Wilbert van Panhuis, M.D., Ph.D., assistant professor of epidemiology, University of Pittsburgh Graduate School of Public Health and biomedical informatics at Pitt’s School of Medicine.


Van Panhuis directs the Coordination Center for the Models of Infectious Disease Agent Study (MIDAS), a collaborative research network launched by the National Institutes of Health in 2004 to establish U.S. modeling capabilities against infectious disease threats. The Coordination Center, based in Pitt’s Graduate School of Public Health, is charged with building the MIDAS community, outreach and training for infectious disease modeling, and establishing the capability for data and model sharing. In short, The Pitt MIDAS Center is a global infectious disease data matchmaking service.

Many of the 300 MIDAS members are conducting modeling research on COVID-19 and are contributing to an extraordinary international collection of data and information regarding the outbreak.

“It’s exciting and gratifying to be able to do something useful to help with this pandemic,” said van Panhuis, also an assistant professor of epidemiology and biomedical informatics at Pitt. “We’re playing a crucial role in bringing the infectious disease modeling research community together to efficiently share information.”

A completely new research culture has emerged during this outbreak. One aspect is rapid sharing of data and model results by community members.

During past outbreaks for diseases such as Ebola, individual MIDAS researchers have taken on the role of facilitating connections between scientists, data sources and public health officials. This is the first time it’s being done through a coordinating center in such an organized fashion.

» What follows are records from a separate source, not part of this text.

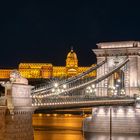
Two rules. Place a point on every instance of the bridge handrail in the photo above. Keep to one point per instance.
(71, 79)
(95, 81)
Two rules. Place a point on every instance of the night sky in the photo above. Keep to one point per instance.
(44, 31)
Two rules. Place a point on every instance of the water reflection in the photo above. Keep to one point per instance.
(54, 127)
(16, 127)
(50, 127)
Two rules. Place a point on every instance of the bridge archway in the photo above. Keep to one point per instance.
(117, 52)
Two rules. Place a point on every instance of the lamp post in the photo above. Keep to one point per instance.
(110, 123)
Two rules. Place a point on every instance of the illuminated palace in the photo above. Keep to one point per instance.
(47, 70)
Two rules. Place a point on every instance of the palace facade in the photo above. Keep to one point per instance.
(47, 70)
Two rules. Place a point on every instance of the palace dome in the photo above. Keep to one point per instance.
(72, 60)
(72, 55)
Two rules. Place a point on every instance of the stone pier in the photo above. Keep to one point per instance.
(16, 114)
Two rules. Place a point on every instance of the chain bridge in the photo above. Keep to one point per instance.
(117, 82)
(116, 86)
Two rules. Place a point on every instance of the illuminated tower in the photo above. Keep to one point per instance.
(71, 63)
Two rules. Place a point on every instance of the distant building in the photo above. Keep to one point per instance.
(47, 70)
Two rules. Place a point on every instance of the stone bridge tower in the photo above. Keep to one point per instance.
(127, 79)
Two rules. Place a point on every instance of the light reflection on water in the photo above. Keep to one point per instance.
(68, 128)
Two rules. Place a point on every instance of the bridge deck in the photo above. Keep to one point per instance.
(63, 105)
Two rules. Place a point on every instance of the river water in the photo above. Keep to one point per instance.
(68, 127)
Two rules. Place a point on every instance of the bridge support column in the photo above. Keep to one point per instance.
(17, 119)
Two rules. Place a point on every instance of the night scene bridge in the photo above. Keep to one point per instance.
(116, 86)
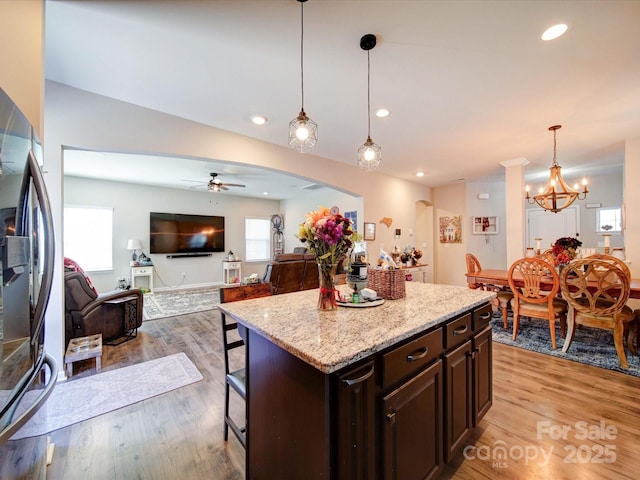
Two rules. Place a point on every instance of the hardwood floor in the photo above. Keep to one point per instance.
(179, 434)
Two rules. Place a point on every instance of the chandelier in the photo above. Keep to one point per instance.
(303, 132)
(369, 154)
(556, 194)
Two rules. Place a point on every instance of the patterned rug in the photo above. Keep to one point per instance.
(179, 302)
(590, 345)
(74, 401)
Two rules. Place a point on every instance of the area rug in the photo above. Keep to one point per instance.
(591, 346)
(74, 401)
(179, 302)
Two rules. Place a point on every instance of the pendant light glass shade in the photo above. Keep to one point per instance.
(303, 132)
(369, 153)
(556, 194)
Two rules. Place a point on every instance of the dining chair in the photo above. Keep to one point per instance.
(530, 300)
(503, 296)
(236, 378)
(597, 291)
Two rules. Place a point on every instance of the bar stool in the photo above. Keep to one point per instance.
(236, 379)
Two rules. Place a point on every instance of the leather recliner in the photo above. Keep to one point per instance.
(90, 313)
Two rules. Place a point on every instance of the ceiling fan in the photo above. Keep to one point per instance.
(215, 185)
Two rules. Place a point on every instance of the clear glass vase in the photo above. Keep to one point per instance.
(328, 292)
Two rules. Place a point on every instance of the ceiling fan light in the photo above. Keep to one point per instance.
(554, 31)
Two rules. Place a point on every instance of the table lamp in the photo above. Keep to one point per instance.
(135, 245)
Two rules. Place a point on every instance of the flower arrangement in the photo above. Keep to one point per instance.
(411, 254)
(564, 250)
(329, 236)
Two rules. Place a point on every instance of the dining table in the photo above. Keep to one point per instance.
(500, 277)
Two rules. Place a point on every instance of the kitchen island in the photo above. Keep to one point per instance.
(385, 392)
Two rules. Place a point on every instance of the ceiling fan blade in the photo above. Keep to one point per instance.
(233, 185)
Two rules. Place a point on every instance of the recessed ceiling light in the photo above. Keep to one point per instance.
(259, 119)
(554, 32)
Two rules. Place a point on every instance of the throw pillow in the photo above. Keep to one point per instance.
(72, 266)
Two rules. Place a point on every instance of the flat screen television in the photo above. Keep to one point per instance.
(174, 233)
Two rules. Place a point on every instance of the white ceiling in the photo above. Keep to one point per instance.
(469, 83)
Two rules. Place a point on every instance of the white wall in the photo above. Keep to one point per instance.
(450, 266)
(295, 210)
(490, 249)
(22, 53)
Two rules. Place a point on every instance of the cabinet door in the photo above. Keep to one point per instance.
(356, 436)
(412, 427)
(482, 374)
(458, 399)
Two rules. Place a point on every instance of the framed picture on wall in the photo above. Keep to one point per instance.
(369, 231)
(485, 225)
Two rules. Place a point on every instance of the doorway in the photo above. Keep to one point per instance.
(551, 226)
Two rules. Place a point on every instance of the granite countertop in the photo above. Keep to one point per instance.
(331, 340)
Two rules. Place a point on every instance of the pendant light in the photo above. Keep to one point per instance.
(303, 132)
(369, 154)
(556, 194)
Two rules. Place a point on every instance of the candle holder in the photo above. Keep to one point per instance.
(538, 243)
(607, 243)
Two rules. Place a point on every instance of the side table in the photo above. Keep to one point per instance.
(130, 314)
(82, 348)
(227, 268)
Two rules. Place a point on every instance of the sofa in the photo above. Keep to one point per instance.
(113, 314)
(291, 272)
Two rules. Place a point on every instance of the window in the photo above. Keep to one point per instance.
(257, 239)
(609, 220)
(88, 237)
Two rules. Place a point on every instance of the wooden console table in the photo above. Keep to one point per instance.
(83, 348)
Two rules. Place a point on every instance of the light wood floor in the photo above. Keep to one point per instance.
(178, 435)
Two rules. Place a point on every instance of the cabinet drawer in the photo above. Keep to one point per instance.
(481, 317)
(412, 356)
(457, 331)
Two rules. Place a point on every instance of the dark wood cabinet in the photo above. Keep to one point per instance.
(467, 377)
(402, 412)
(458, 399)
(411, 417)
(356, 424)
(482, 374)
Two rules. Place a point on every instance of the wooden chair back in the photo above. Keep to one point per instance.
(595, 286)
(531, 272)
(611, 259)
(473, 266)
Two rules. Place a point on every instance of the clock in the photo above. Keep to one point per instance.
(276, 222)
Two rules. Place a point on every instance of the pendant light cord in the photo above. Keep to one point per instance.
(302, 52)
(555, 161)
(368, 95)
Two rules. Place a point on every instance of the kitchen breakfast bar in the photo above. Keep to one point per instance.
(391, 391)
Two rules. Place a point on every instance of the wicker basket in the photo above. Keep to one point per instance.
(388, 284)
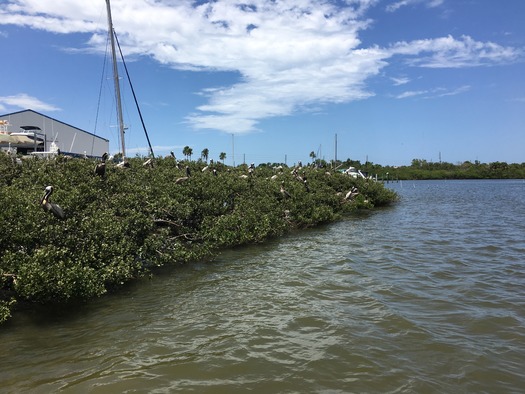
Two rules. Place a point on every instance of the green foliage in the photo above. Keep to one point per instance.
(119, 226)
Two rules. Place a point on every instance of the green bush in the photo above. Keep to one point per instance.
(119, 226)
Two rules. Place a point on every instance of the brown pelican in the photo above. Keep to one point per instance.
(100, 168)
(48, 206)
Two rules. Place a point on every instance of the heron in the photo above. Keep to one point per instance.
(352, 193)
(100, 168)
(50, 207)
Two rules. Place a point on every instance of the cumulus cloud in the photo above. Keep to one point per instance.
(290, 56)
(433, 93)
(24, 101)
(394, 6)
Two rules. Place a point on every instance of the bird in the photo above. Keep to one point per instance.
(284, 192)
(181, 179)
(50, 207)
(351, 194)
(307, 187)
(124, 164)
(100, 168)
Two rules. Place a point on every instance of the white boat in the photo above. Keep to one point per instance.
(31, 135)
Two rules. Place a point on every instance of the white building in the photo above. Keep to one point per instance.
(29, 131)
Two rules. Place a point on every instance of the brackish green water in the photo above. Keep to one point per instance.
(425, 296)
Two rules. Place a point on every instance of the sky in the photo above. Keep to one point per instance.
(270, 81)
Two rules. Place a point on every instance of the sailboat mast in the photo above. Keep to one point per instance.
(116, 80)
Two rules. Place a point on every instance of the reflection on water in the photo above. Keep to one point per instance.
(425, 296)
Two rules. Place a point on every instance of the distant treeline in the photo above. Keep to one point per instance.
(422, 169)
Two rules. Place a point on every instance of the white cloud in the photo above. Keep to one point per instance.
(449, 52)
(24, 101)
(289, 55)
(403, 3)
(400, 81)
(433, 93)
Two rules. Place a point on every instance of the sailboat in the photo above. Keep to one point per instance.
(120, 119)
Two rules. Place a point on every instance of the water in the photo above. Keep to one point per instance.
(425, 296)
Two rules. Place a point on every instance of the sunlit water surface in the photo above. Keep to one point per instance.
(425, 296)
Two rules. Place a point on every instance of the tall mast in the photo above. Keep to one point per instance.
(116, 80)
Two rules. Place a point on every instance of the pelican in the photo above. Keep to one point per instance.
(48, 206)
(181, 179)
(100, 168)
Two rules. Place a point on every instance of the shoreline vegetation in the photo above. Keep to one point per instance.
(423, 170)
(117, 224)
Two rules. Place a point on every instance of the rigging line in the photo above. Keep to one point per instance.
(100, 95)
(134, 96)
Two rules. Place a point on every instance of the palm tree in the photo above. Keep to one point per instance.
(204, 154)
(187, 152)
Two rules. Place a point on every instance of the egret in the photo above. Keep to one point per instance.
(284, 192)
(351, 194)
(100, 168)
(181, 179)
(50, 207)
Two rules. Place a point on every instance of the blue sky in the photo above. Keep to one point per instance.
(272, 81)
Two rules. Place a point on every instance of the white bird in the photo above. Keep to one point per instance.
(50, 207)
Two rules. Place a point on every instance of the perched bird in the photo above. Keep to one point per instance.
(351, 194)
(100, 168)
(124, 164)
(284, 192)
(181, 179)
(307, 187)
(48, 206)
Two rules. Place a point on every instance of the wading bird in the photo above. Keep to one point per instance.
(284, 192)
(48, 206)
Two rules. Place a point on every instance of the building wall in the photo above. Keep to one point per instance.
(70, 139)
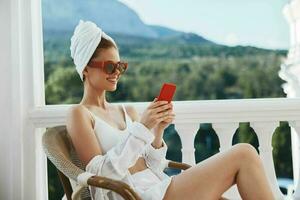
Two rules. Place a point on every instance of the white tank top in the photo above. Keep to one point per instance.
(107, 135)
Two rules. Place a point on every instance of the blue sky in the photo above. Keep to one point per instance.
(232, 22)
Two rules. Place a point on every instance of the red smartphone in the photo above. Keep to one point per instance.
(167, 92)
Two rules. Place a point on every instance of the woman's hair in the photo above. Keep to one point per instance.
(104, 44)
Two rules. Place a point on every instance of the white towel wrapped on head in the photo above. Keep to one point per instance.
(87, 36)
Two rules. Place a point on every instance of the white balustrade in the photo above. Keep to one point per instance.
(264, 116)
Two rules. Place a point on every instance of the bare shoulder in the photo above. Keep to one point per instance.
(76, 115)
(132, 112)
(79, 127)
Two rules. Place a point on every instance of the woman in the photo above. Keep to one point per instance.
(115, 142)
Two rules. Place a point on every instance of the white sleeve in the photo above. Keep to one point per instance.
(155, 158)
(115, 163)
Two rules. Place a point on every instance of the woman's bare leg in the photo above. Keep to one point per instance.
(210, 178)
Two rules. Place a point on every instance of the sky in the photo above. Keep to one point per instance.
(259, 23)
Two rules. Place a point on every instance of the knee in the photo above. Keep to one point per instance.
(246, 152)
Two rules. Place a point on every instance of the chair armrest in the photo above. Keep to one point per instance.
(178, 165)
(119, 187)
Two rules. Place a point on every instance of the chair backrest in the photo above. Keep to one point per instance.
(60, 151)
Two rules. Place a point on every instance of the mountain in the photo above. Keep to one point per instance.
(112, 16)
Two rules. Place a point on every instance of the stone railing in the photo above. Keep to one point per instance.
(264, 116)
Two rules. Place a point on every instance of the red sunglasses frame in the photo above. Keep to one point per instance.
(102, 65)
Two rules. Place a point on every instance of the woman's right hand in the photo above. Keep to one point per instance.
(155, 113)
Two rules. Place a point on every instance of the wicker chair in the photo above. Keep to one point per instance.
(60, 151)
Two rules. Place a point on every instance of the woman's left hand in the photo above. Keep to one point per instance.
(169, 117)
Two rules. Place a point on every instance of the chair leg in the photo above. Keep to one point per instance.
(66, 185)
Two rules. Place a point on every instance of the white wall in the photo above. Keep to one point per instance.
(21, 89)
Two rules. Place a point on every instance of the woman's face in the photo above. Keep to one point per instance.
(97, 78)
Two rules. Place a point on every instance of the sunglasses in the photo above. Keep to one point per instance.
(109, 67)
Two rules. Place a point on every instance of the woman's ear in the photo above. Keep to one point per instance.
(85, 72)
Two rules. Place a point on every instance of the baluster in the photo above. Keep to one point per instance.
(295, 129)
(225, 132)
(264, 131)
(187, 133)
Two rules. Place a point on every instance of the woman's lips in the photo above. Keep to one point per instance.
(113, 81)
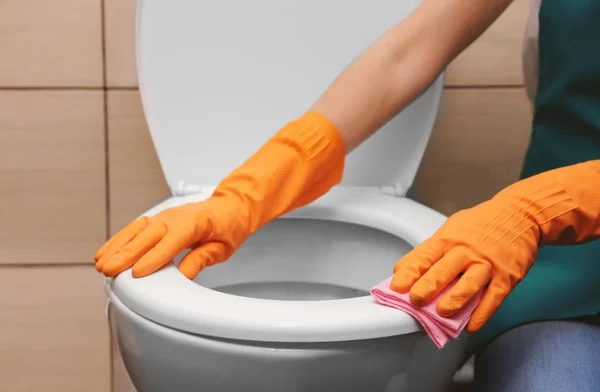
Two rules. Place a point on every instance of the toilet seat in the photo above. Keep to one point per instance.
(212, 96)
(170, 299)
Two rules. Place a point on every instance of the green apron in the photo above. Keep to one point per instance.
(564, 281)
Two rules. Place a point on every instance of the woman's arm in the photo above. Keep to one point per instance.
(400, 66)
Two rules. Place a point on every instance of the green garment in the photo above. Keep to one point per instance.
(564, 281)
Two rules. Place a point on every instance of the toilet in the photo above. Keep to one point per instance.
(291, 310)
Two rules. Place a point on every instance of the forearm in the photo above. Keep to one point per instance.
(561, 205)
(400, 66)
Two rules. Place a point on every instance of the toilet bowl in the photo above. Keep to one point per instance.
(291, 310)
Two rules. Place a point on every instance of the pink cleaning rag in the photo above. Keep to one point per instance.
(440, 329)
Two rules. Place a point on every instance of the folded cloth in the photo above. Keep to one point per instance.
(440, 329)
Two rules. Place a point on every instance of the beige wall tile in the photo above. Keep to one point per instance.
(136, 179)
(54, 330)
(51, 43)
(120, 37)
(476, 149)
(52, 171)
(495, 57)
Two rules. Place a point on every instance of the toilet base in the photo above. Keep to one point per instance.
(161, 359)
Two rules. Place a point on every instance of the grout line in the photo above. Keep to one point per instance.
(51, 88)
(122, 88)
(45, 265)
(135, 88)
(111, 378)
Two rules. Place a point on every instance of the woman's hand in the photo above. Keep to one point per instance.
(495, 243)
(297, 165)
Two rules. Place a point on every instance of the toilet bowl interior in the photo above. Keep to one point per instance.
(307, 260)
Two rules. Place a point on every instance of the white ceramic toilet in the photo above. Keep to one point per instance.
(291, 310)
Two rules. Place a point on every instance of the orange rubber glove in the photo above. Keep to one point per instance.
(297, 165)
(496, 242)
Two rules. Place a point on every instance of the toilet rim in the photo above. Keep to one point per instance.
(170, 299)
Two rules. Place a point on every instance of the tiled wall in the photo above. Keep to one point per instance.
(77, 163)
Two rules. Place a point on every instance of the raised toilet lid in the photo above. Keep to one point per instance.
(218, 78)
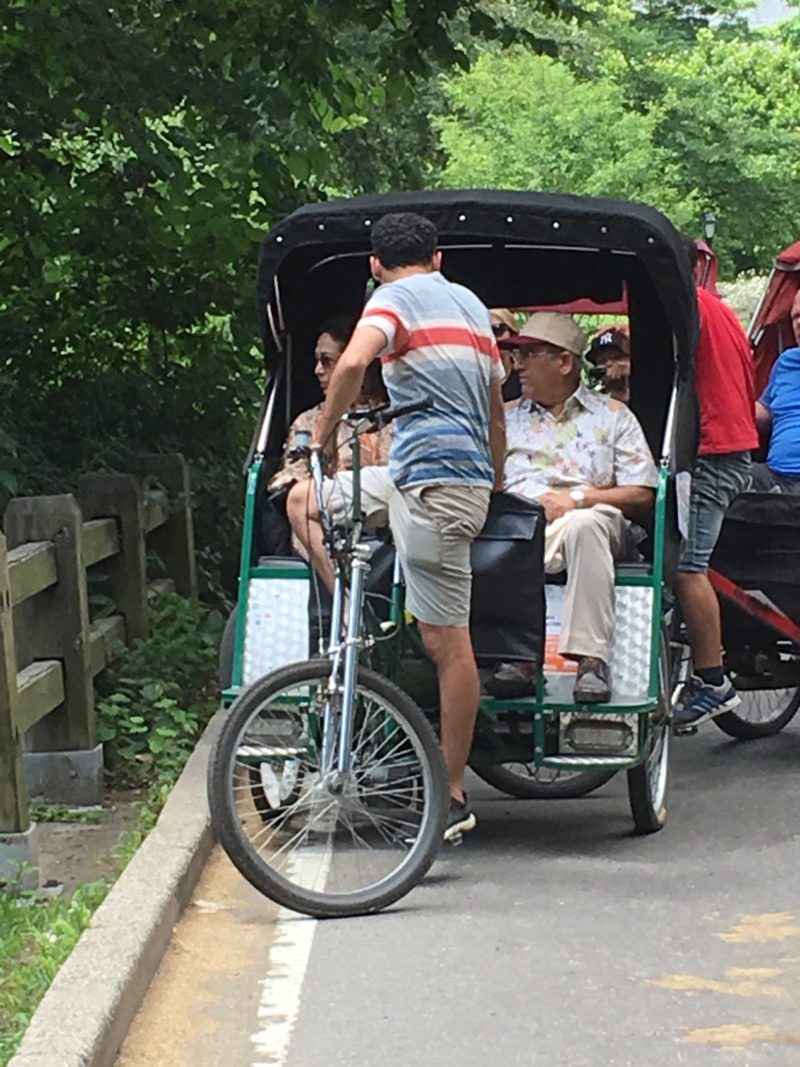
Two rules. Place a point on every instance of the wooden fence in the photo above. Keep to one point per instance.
(50, 651)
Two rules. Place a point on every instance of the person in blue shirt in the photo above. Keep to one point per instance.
(778, 415)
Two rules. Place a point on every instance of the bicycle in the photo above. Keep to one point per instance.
(326, 784)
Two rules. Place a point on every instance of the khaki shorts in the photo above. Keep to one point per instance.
(433, 527)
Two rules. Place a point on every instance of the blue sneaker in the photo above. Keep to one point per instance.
(701, 701)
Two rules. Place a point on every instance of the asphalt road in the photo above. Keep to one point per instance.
(553, 936)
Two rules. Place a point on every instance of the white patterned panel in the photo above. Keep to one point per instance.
(276, 631)
(632, 643)
(629, 659)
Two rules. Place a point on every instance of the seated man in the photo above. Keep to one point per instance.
(585, 458)
(778, 416)
(610, 353)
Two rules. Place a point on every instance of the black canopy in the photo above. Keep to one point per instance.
(512, 249)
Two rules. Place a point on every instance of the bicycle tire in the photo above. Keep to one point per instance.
(735, 725)
(229, 828)
(527, 787)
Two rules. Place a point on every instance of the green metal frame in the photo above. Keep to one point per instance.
(538, 706)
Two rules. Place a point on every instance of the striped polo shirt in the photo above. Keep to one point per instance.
(440, 346)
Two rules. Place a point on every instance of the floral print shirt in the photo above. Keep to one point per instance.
(595, 442)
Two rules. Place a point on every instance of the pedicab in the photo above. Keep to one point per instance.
(326, 784)
(755, 568)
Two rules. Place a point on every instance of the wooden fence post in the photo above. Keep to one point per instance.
(64, 762)
(13, 794)
(174, 541)
(120, 496)
(60, 626)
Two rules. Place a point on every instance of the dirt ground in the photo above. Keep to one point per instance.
(73, 853)
(204, 1003)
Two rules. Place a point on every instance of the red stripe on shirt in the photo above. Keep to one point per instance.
(442, 336)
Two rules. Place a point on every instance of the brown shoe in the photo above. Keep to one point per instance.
(593, 683)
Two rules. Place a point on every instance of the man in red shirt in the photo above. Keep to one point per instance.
(724, 384)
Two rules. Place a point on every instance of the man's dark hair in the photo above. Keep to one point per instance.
(690, 247)
(339, 328)
(403, 239)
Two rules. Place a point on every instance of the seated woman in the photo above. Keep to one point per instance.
(374, 446)
(333, 337)
(610, 353)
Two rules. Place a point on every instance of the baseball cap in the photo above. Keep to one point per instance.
(549, 328)
(610, 337)
(506, 317)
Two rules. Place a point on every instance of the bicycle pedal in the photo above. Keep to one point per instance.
(687, 731)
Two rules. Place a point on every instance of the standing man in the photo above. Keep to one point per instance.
(435, 341)
(724, 386)
(778, 417)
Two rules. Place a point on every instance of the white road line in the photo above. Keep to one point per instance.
(282, 988)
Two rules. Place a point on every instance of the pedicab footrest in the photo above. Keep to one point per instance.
(578, 762)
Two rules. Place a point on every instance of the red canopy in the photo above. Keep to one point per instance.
(585, 306)
(770, 329)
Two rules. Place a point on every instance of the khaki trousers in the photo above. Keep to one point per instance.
(586, 543)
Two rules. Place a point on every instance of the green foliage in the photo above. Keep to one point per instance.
(41, 811)
(729, 114)
(681, 106)
(36, 935)
(152, 707)
(155, 701)
(523, 121)
(145, 150)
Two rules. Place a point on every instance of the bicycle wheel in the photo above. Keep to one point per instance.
(761, 714)
(336, 845)
(528, 782)
(650, 780)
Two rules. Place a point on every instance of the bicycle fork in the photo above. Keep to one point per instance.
(345, 668)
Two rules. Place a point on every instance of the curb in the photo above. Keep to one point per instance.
(84, 1016)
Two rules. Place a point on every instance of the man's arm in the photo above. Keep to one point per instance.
(497, 434)
(366, 344)
(634, 502)
(763, 420)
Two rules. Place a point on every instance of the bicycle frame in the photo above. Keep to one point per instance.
(344, 653)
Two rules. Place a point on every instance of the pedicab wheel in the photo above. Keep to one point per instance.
(338, 845)
(529, 782)
(761, 714)
(649, 781)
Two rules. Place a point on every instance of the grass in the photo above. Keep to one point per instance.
(152, 707)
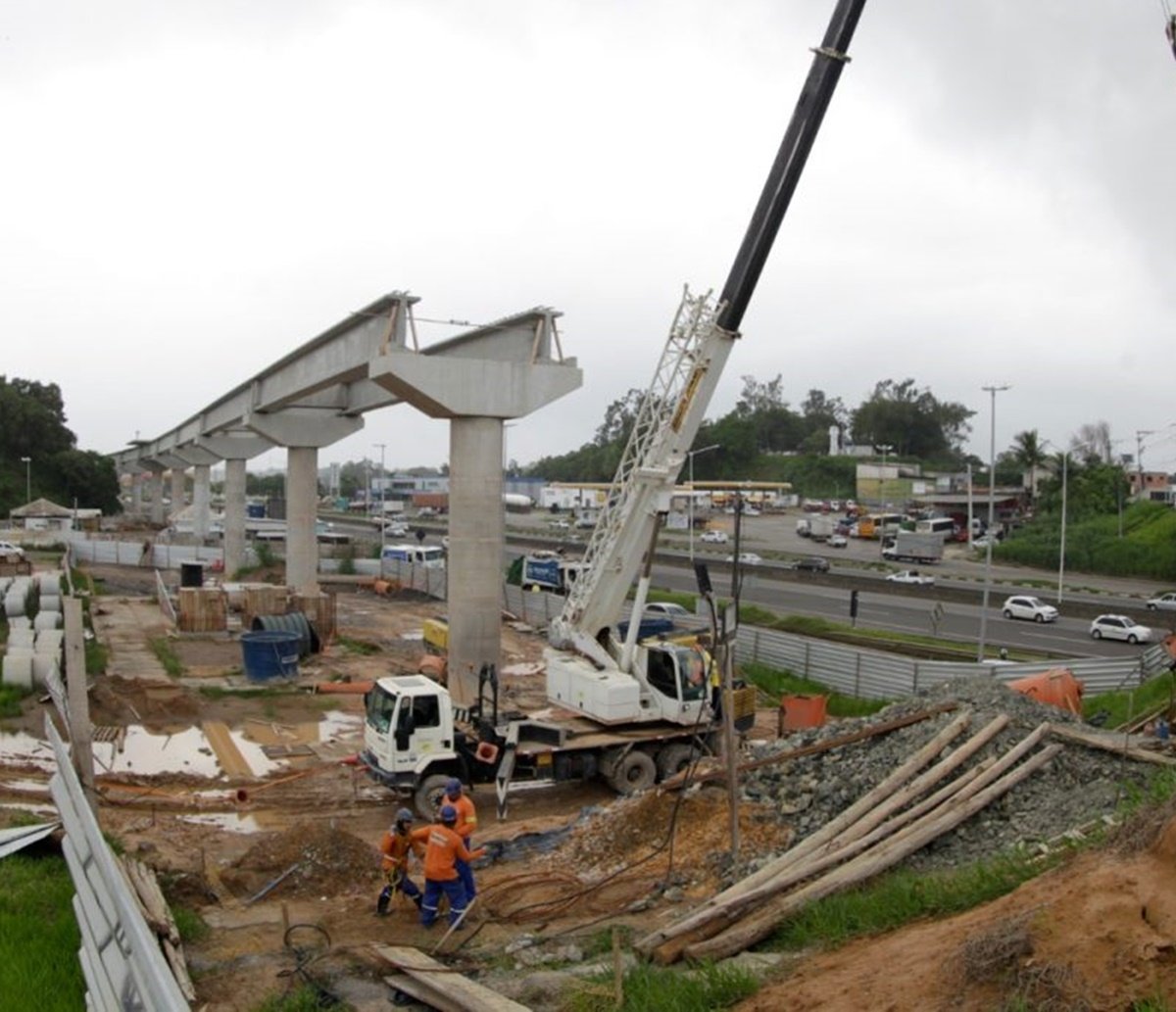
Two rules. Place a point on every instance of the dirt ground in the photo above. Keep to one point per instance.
(295, 845)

The wealth of data and information emerging from the scientific and public health community can be difficult to navigate, and various reports about confusion regarding data provenance and comparability have emerged in the news and social media. The MIDAS Coordination Center and the broader MIDAS community are using established data science principles to improve the discovery and use of COVID-19 data to improve public health.

The MIDAS Online Portal for COVID-19 Modeling Research contains not only data, but also rich and standard metadata — critical information about who collected the data, when, where and how – so researchers can quickly identify the utility of each dataset for their projects.

Scientists are using this data to calculate important features of the disease, such as how infectious the virus is and how long it takes before an infected person becomes contagious.

Health officials can use this kind of information to determine the effectiveness of airport screenings, border closures and the proper duration of social distancing. The MIDAS Network Coordination Center connects researchers to government agencies, such as the Centers for Disease Control , so they can make decisions using the most up-to-date evidence-based research findings.

The Pitt MIDAS Center has deep experience in data science research for infectious diseases. Van Panhuis founded the Project Tycho Data Repository 10 years ago, and since then 5,000 people have registered to use these data, resulting in over 100 new scientific works. Now, van Panhuis is building on this experience to turn rapid COVID-19 data sharing initiatives into a sustainable infrastructure for modeling research and global health.

For example, van Panhuis’s MIDAS team is making sure that data and metadata is reliable before posting it. They check to see that at least one person has put their real name to the information and that the data appears valid. They don’t pass judgement on whether the science was done well or not, but they do make sure that basic details about the scientific process are disclosed so that people who access the findings can make their own determinations on its validity.

This is the beginning of a rich database, which is crucial for a strong, reproducible scientific process, even during a pandemic.

“It’s a very democratic, open and fair process,” van Panhuis said. “We simply want to get data to researchers and the research to public health officials in a way that doesn’t leave out anyone who may have a valuable contribution to make. It’s amazing to see our dream of being a big data facilitator come to fruition in such a meaningful way.”